Cherry-Evans' move to reach out to the Blues camp left many commentators unhappy though.

Veteran NRL reporter Danny Weidler described the move as a 'gee-up' when interviewed on Big Sports Breakfast on Tuesday morning.

“I can’t believe that before an Origin — Paul Gallen used to talk about how the Queenslanders had two heads and how he hated Queensland — now we’ve got Daly Cherry-Evans, with all due respect, talking about a gentlemen’s agreement," he said.

“Please, this is supposed to be State of Origin.

“I can’t believe the chat that’s going on around Origin. It’s been very submissive and very friendly. I don’t know if I’m loving the way the game’s going at the moment.”

New South Wales great Laurie Daley was similarly unimpressed.

He argued the two teams should simply get on with the business of playing rugby league.

“I don’t want to see this gentlemen’s agreement thing. What I want to see is just two teams going at it," he said.
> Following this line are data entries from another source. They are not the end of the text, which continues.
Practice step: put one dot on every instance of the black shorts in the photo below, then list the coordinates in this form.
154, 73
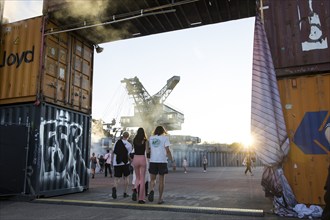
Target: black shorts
122, 170
158, 168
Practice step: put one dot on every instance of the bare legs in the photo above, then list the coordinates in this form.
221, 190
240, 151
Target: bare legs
160, 187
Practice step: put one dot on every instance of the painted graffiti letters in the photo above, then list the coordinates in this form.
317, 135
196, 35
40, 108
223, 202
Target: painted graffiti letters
60, 141
16, 58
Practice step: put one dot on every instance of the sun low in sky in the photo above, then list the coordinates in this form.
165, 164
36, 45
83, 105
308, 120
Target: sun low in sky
214, 63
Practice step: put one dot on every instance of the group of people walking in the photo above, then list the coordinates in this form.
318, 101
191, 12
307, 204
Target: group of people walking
154, 152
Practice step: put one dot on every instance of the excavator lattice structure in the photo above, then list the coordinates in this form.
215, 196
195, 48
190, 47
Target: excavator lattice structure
151, 111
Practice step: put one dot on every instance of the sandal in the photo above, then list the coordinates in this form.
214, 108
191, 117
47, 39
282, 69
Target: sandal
151, 196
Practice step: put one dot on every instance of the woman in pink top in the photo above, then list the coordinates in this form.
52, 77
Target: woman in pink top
140, 142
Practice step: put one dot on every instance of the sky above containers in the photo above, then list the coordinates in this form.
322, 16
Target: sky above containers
214, 63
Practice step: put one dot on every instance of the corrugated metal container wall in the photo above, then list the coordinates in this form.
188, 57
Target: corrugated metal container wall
60, 72
58, 148
298, 33
306, 106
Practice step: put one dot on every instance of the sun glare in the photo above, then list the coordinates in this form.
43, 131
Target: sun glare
248, 141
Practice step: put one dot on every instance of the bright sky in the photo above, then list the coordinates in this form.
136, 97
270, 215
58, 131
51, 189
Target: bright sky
214, 63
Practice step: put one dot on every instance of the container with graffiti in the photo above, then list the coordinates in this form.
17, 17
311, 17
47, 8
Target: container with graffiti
50, 154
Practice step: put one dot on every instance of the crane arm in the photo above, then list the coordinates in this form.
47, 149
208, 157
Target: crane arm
162, 95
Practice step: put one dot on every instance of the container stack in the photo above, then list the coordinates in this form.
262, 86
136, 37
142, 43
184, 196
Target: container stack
45, 109
299, 36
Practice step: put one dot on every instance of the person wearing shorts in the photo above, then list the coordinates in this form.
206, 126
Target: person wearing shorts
121, 164
159, 148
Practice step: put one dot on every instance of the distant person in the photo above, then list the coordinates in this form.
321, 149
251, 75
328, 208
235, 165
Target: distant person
108, 161
101, 163
93, 160
140, 143
326, 210
248, 162
204, 163
121, 163
185, 164
159, 145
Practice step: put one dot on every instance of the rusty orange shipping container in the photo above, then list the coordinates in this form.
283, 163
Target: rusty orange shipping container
55, 68
306, 106
298, 33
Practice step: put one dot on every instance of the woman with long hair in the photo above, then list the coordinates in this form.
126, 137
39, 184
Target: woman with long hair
140, 143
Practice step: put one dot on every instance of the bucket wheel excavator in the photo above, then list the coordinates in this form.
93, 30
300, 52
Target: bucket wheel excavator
150, 111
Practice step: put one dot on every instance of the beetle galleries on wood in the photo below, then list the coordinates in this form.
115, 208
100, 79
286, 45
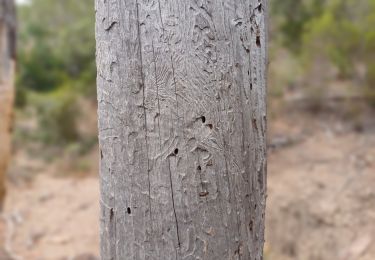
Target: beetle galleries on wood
7, 69
182, 128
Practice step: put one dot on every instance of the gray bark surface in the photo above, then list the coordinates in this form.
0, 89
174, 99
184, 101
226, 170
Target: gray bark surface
7, 68
182, 128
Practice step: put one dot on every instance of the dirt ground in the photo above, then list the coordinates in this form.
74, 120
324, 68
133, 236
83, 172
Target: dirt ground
321, 198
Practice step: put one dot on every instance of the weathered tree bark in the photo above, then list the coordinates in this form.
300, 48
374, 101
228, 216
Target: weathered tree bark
182, 128
7, 68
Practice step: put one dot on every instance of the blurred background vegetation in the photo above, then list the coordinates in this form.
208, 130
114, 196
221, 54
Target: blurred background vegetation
321, 101
56, 73
313, 43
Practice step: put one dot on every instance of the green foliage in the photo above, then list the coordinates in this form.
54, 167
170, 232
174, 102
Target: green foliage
57, 113
294, 17
336, 35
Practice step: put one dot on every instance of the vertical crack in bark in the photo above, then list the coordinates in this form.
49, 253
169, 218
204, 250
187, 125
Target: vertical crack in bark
225, 149
157, 93
145, 113
173, 204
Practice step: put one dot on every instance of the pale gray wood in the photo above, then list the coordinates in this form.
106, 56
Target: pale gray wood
182, 128
7, 69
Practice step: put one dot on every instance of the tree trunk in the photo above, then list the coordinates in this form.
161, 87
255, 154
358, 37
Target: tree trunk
7, 68
182, 128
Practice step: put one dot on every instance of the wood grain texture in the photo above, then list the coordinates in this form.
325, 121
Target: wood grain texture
7, 69
182, 128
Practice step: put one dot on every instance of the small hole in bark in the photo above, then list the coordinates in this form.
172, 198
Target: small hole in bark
258, 41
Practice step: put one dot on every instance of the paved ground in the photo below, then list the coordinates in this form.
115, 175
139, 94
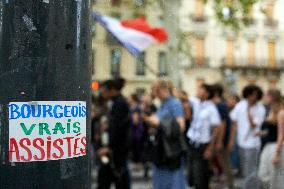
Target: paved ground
138, 182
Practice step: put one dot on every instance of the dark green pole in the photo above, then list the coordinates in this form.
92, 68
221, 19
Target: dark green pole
44, 56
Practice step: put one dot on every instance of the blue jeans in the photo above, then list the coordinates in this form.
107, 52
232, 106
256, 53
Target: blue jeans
164, 178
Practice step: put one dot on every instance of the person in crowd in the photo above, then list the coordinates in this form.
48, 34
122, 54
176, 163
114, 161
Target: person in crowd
268, 131
248, 116
137, 129
187, 109
119, 125
98, 110
202, 136
168, 172
231, 102
148, 108
224, 132
271, 167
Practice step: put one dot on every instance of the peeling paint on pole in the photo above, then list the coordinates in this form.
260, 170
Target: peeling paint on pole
44, 57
State of Origin diving likely with sin-bins

Sin-bins threaten to play a large role in deciding the State of Origin series with Queensland coach Paul Green admitting it's likely players will attempt to milk penalties.

The NRL's foul-play crackdown has overshadowed the lead up to Wednesday's series opener in Townsville, with 46 players binned and another three sent off in the past month.

Not coincidentally, claims of diving have infiltrated the code at the same time, prompting both Origin sides to speak of a gentleman's agreement to keep it out of the showpiece series.

But Green warned on Tuesday that could prove just lip service and he wouldn't be surprised to see players stay down to seek an edge when the heat was on.

Queensland coach Paul Green is wary of incidental high contact having an overstated impact on State of Origin. (Photo by Mark Kolbe/Getty Images)
Queensland coach Paul Green is wary of incidental high contact having an overstated impact on State of Origin. (Photo by Mark Kolbe/Getty Images)

"I don't think anyone likes seeing that, but it's going to happen," Green said.

"There's a lot on the line, players play for an advantage.

"I'm not telling them to do that, the players I don't think want to do that, but in the heat of the battle (they might)."

The NRL has maintained its stance that the foul-play crackdown will not ease for Origin, amid pleas of leniency from Green and consistency from NSW counterpart Brad Fittler.

The Blues have made a point of training with and without numerical advantages in the past week, as they prepare for the likelihood of sin-bins and 10-minute periods that could decide the match.

In the four weeks since the crackdown began at Magic Round, teams have been down a man on their opposition for 468 minutes of football.

In that time, disadvantaged teams have conceded a whopping 254 points and scored just 86.

That difference threatens to be even bigger at Origin level, with the game's best players on the pitch.